La seconda parte del primo comma però pare contraddire la prima perché restringe l’operatività della disposizione al futuro riservando esso obbligo di contraddittorio agli “accertamenti relativi ai redditi per i quali il termine di dichiarazione non è ancora scaduto alla data di entrata in vigore del presente decreto”.

Ritiene il Collegio che l’aporia sia solamente apparente giacché l’interpretazione sistematica porta a privilegiare i contenuti normativi della prima parte del primo comma nel senso che il principio del contraddittorio deve considerarsi pienamente vigente anche nel processo tributario quanto meno a far data dalla novellazione di rango costituzionale di fine secolo e dalla collegata emanazione, con la legge 212 del 2000, dello Statuto del Contribuente, corpo di norme munito dal legislatore di clausola rafforzativa di autoqualificazione delle norme stesse in quanto attuative delle norme costituzionali (così Cass. Sez. 5, Sentenza n. 17576 del 10/12/2002 (1), Rv. 559127) sicché quanto viene esplicitato nella novellazione ordinaria sopra citata altro non è che il riconoscimento in positivo di un valore immanente del sistema – il contraddittorio appunto – la cui assenza non può che esitare l’annullamento dell’atto.

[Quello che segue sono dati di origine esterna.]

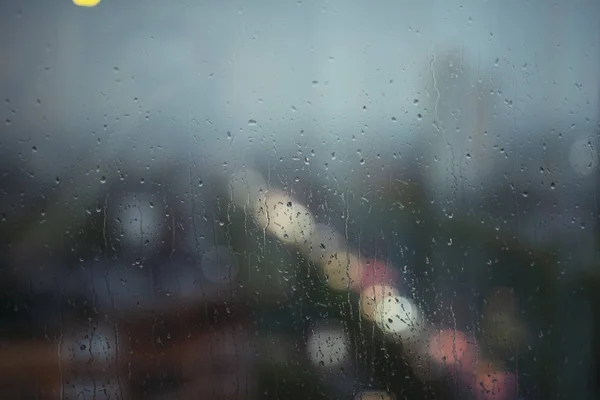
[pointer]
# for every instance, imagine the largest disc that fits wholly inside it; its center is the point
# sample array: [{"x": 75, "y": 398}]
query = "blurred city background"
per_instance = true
[{"x": 300, "y": 200}]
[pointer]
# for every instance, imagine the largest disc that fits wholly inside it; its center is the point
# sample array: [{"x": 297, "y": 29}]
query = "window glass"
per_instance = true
[{"x": 299, "y": 199}]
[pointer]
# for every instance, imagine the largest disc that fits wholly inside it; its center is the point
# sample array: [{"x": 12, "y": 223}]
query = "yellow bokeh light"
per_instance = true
[{"x": 86, "y": 3}]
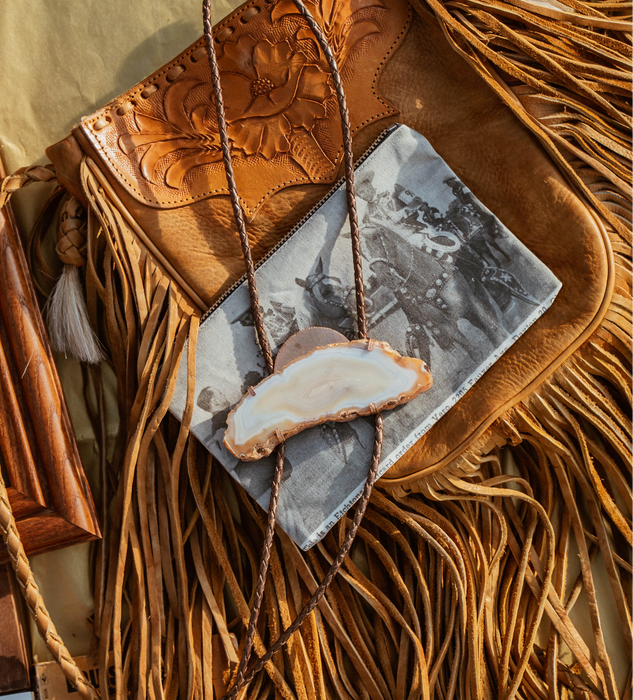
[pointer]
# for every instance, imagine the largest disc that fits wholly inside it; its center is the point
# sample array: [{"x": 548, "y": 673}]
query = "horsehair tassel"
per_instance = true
[
  {"x": 35, "y": 603},
  {"x": 67, "y": 316}
]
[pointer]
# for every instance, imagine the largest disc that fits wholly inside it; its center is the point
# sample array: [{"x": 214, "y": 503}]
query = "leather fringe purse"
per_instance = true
[{"x": 469, "y": 545}]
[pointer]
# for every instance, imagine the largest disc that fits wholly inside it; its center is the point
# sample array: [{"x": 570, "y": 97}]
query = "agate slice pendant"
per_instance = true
[{"x": 314, "y": 383}]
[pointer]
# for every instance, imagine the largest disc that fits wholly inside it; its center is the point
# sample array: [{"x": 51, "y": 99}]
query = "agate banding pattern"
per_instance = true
[{"x": 337, "y": 382}]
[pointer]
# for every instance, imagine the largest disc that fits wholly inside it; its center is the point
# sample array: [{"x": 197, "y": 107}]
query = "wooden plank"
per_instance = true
[
  {"x": 48, "y": 489},
  {"x": 14, "y": 657}
]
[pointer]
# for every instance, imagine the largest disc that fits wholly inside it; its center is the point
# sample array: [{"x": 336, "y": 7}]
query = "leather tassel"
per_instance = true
[{"x": 67, "y": 320}]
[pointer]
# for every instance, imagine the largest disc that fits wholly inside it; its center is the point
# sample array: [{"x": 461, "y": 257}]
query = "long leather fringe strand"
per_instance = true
[{"x": 471, "y": 583}]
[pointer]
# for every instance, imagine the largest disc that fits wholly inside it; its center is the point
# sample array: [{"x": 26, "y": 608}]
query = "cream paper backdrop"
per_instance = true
[{"x": 61, "y": 60}]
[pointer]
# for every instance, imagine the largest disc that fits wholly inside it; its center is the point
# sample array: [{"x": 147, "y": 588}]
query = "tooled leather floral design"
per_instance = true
[
  {"x": 345, "y": 23},
  {"x": 274, "y": 89},
  {"x": 282, "y": 115}
]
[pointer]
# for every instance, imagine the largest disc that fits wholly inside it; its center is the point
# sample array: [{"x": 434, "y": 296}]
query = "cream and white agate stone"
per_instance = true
[{"x": 337, "y": 382}]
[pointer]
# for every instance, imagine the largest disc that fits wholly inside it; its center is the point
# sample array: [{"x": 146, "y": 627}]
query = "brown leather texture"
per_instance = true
[{"x": 432, "y": 90}]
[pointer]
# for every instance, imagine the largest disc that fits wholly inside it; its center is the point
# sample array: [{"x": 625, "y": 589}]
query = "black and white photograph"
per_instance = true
[{"x": 445, "y": 281}]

Il ricorrente ha infatti protestato che il comma 6 dell’art. 38 D.P.R. 600/1973 nel testo in allora vigente, in base al quale “il contribuente ha facoltà di dimostrare, anche prima della notificazione dell’accertamento, che il maggior reddito determinato o determinabile sinteticamente è costituito in tutto o in parte da redditi esenti o da redditi soggetti a ritenuta alla fonte a titolo d’imposta” significa che l’esercizio di essa facoltà ha come sostrato che le consente la necessità di un preventivo contraddittorio che non può che estrinsecarsi in una comunicazione dell’ufficio che avvertendo che si sta per emettere l’accertamento invita la parte ad interloquire.

La lettura data dal ricorrente dell’allora vigente comma sesto dell’articolo 38 che già ha in sé i propri elementi di fondatezza, trova altresì pieno sostegno nella legge 27 luglio 2000 n. 212, meglio conosciuta come Statuto dei diritti del contribuente, che – ai sensi dell’articolo uno comma primo – per il suo contenuto attuativo dei principi generali dell’Ordinamento ed in particolare degli articoli 3, 23, 53 e 97 della Costituzione ha valenza rinforzata rispetto alle altre norme primarie in campo tributario (valga per tutte, Cass. 14 aprile 2004 n. 7080 (2)). Sono perciò previsti a tutela dei contribuenti, fra gli altri, i diritti di informazione (art. 5), di conoscenza degli atti (art. 6), di chiarezza e motivazione delle pretese avanzate nei confronti del contribuente (art. 7), di tutela dell’affidamento della buona fede, all’articolo 10 dove in particolare al comma primo si statuisce che i rapporti tra contribuente e amministrazione finanziaria sono improntati al principio della collaborazione e della buona fede (Resta in tema di Legge 212/00 da svolgere un approfondimento sulla cogenza dei suoi principi di cui si dirà infra nel luogo proprio).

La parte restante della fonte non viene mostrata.